Sloan v. Providence Health System-Oregon

Summarized by:

  • Court: Oregon Court of Appeals
  • Area(s) of Law: Criminal Procedure
  • Date Filed: 11-16-2016
  • Case #: A152989
  • Judge(s)/Court Below: Tookey, J. for the Court; Sercombe, P.J. and Hadlock, C.J.

If the jury instructions correctly state the law, a trial court may commit a reversible error by refusing to allow those instructions to be submitted to the jury.
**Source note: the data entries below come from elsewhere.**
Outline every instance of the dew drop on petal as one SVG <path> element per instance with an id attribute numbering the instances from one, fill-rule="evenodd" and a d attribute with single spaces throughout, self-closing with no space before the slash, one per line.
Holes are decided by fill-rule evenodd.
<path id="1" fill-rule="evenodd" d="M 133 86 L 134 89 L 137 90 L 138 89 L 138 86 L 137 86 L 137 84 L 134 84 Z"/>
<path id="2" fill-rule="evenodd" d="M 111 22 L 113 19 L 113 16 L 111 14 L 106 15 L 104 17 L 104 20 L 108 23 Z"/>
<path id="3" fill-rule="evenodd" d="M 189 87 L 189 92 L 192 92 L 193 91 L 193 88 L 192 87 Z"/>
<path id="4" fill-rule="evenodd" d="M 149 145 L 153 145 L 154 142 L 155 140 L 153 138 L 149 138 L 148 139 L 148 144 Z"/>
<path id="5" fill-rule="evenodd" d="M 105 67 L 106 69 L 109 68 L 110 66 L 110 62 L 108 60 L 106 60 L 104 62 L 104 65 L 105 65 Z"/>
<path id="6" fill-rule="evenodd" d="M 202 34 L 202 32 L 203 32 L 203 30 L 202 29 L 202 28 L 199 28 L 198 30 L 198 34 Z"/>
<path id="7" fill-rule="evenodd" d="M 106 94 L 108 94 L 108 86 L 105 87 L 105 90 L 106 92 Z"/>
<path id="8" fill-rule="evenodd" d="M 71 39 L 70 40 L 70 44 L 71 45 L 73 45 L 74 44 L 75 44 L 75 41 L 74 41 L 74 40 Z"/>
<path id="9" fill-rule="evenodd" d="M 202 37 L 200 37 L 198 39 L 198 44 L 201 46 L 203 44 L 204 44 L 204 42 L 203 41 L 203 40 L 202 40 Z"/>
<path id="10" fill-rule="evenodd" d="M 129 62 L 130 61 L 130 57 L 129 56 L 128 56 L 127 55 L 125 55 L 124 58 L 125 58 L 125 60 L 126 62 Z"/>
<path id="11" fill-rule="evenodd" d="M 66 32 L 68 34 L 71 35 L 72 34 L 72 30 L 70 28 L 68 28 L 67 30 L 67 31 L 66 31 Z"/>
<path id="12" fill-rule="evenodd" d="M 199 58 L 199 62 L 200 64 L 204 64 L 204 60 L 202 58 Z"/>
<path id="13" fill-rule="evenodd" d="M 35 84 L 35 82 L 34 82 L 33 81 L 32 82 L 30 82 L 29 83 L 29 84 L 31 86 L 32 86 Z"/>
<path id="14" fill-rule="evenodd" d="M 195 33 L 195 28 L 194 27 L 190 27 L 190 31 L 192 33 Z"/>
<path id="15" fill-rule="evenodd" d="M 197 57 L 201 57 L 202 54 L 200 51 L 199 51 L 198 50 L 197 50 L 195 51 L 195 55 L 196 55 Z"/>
Plaintiff alleged that his father's death was cause by defendants Providence Health System-Oregon (Providence) and Apogee Medical Group, P.C. (Apogee). Plaintiff appealed because the jury did not find Apogee’s negligence to be the cause of death. On appeal, plaintiff claimed that the trial court failed to give to plaintiff’s requested jury instructions to the jury. Without the instruction, plaintiff claims that the jury may have misunderstood the law on causation. The court reasoned that since negligence is a “cause in fact” of the injury and the injury needs to be reasonably foreseeable as a result of the defendant’s negligence, the instructions correctly stated the law and should have been submitted to the jury. Further, there was evidence of a causal connection between the death and injury. Therefore the instructions should have been submitted to the jury. Reversed and Remand.